最後にパネリストの皆さんに一人一言ずつ、これからの未来をつなぐ若い女性技術者・技能者へのメッセージをお願いしたいと思います。
◆建設業で働く女性、将来を担う女性へのメッセージ
田辺:
建設業はよく女性が少ないと、大体男性と女性の割合が8対2ぐらいだと言われています。おもてに出てくる情報は、どちらかというと嘆かわしい情報が非常に多いように感じますが、逆に考えると、非常に女性が活躍する余地がまだある、伸びしろがたくさんある業界ということだと思います。いろいろな職種も活用できますし、女性の活躍できる職種がまだまだある、非常に未来を持った業界といえると感じています。ですので、今日お会いした方々、本当にかっこいい方ばかりですので、建設業に女性がかっこよく活躍できる場所がたくさんあると、ぜひ私も一緒にPRして広めていきたいと思います。
鳥生:
男性を含む企業のマネジメントをされている方々へのメッセージになりますが、女性が活躍すると、企業にとってもいいし、お客さまにとっても事業にとってもよくなるので、ぜひ頑張っていただきたいと思います。ただ、「女性だからこうしないといけない」「女性だからこれを任せる」ということではなく、実際に配属したら、その人の個性や状況に合わせて、最適な環境づくりや仕事の割り当てをやっていただければ、結果的によくなると思います。ぜひそのような一人一人を見て個性を伸ばすという取り組みをお願いしたいです。
畠中:
人生は一度しかないので、何事も経験です。子育て、プライベート、仕事も、経験したことに無駄はありません。人生において、自分はやじろべえだと思って、仕事に重きを置くときもあれば、子育て、主婦、プライベートに重きを置くこともある。バランスよく崩れなければそれでいいと思います。そのように建設業の中で自由に泳いでいければいいなと思っています。
松下:
先ほどの資格試験会場の話は、私も同じ思いを抱えたことがあります。一級建築士の会場は意外と女性もいますが、建築設備士の会場は、女性は私1人でした。でも、某女性比率の高い業界の友達の話を聞くと、けっこう女性同士のひどいことがいろいろあると聞きます。ですので、隣の芝生は青くみえるといいますが、実は青くなかったということもあります。男性が多いこの業界はみんなが本当に優しいので、男女比率が同じぐらいを目指すのがいいのかなと思います。自然な形で女性が増えていく活動に少しでも協力できればと思います。
村上:
現場で働く私に、以前の上司が「個々でみれば、男性の中にも仕事によっては得手・不得手、向いている・向いていないがあるわけで、性別でいえば、あなたがたまたま女性だったというだけのこと。性別はたいした問題ではない」と言ってくれていました。ですので、男性のみなさんには「女性だから活躍させなければいけない」、「女性だから云々」と気負うのではなくて、男性にもいろいろなタイプがいるように、その延長線上に女性がいるというぐらいの気持ちで、あまり身構えず、そして個々の特性を活かすような職場づくりをお願いしたいと思います。

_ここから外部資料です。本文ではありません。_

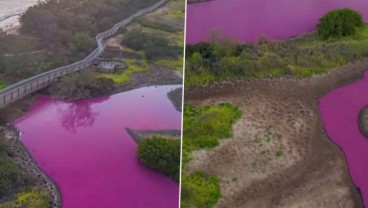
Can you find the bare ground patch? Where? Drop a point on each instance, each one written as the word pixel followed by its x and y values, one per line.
pixel 279 155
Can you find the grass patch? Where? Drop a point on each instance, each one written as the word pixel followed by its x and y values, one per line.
pixel 199 190
pixel 158 26
pixel 177 10
pixel 203 128
pixel 279 153
pixel 300 57
pixel 171 63
pixel 124 76
pixel 161 154
pixel 30 198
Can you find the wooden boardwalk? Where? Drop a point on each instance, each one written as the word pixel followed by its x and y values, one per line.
pixel 27 86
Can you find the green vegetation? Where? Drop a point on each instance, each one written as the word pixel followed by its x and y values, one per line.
pixel 59 32
pixel 199 190
pixel 11 176
pixel 203 128
pixel 279 153
pixel 176 63
pixel 153 45
pixel 162 154
pixel 33 198
pixel 159 26
pixel 82 85
pixel 299 57
pixel 13 180
pixel 339 23
pixel 363 121
pixel 125 75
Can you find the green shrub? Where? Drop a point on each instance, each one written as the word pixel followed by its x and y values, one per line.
pixel 199 190
pixel 82 85
pixel 33 198
pixel 298 57
pixel 11 176
pixel 161 154
pixel 153 45
pixel 339 23
pixel 205 126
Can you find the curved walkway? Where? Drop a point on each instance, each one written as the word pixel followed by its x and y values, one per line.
pixel 27 86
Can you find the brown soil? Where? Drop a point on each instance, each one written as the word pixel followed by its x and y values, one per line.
pixel 278 115
pixel 139 135
pixel 155 76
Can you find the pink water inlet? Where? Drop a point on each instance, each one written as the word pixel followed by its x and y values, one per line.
pixel 84 148
pixel 340 112
pixel 248 20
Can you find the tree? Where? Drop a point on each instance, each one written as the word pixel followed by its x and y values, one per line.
pixel 339 23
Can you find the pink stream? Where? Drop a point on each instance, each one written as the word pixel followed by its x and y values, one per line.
pixel 340 111
pixel 84 148
pixel 247 20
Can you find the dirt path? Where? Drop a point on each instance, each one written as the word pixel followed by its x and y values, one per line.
pixel 279 155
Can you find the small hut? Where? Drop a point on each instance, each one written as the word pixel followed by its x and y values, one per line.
pixel 110 59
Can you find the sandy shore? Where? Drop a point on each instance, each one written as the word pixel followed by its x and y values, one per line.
pixel 278 115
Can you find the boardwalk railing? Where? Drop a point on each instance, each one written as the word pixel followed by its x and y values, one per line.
pixel 32 84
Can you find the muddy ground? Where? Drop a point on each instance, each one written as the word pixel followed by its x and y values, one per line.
pixel 279 155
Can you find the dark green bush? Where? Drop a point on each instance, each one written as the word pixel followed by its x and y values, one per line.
pixel 11 177
pixel 81 85
pixel 339 23
pixel 199 190
pixel 161 154
pixel 153 45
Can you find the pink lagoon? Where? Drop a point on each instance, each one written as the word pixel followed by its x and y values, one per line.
pixel 340 112
pixel 84 148
pixel 248 20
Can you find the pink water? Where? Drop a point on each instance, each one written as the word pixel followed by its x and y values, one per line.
pixel 84 148
pixel 247 20
pixel 340 111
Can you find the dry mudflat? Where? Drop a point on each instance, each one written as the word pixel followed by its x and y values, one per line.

もう1点は、育児と仕事の両立は、実は男性の問題でもあります。女性の問題とは限りません。育児と仕事の両立は、介護と仕事の両立にも結びつくことから、「育児と仕事の両立が大変ですね」と言われるのが女性だけでなく、男性にも言われるように、ぜひイクメンを増やしていただきたいですね。そのためには、経営者層の考える方向を少し変えていただくだけで、女性の活躍する場がもっと広がるのではないかと期待しています。
西畑:
本日はどうもありがとうございました。このセミナーは今日で5回目になりますが、毎回パネルディスカッションではあっという間に時間が過ぎ去っていきます。本当に皆さん、バイタリティーにあふれていらっしゃるのですが、その裏ではいろいろな気苦労、苦労をされていて、それでも乗り越えていらっしゃるからこそ、お話にもすごく説得力があるのだろうと思います。ぜひこういった機会を利用して、建設業の中で、女性がこれだけ生き生きと働いていらっしゃるということを、私どもも積極的に効果的にアピールしていけたらと思います。本日は、長時間にわたり、ありがとうございました。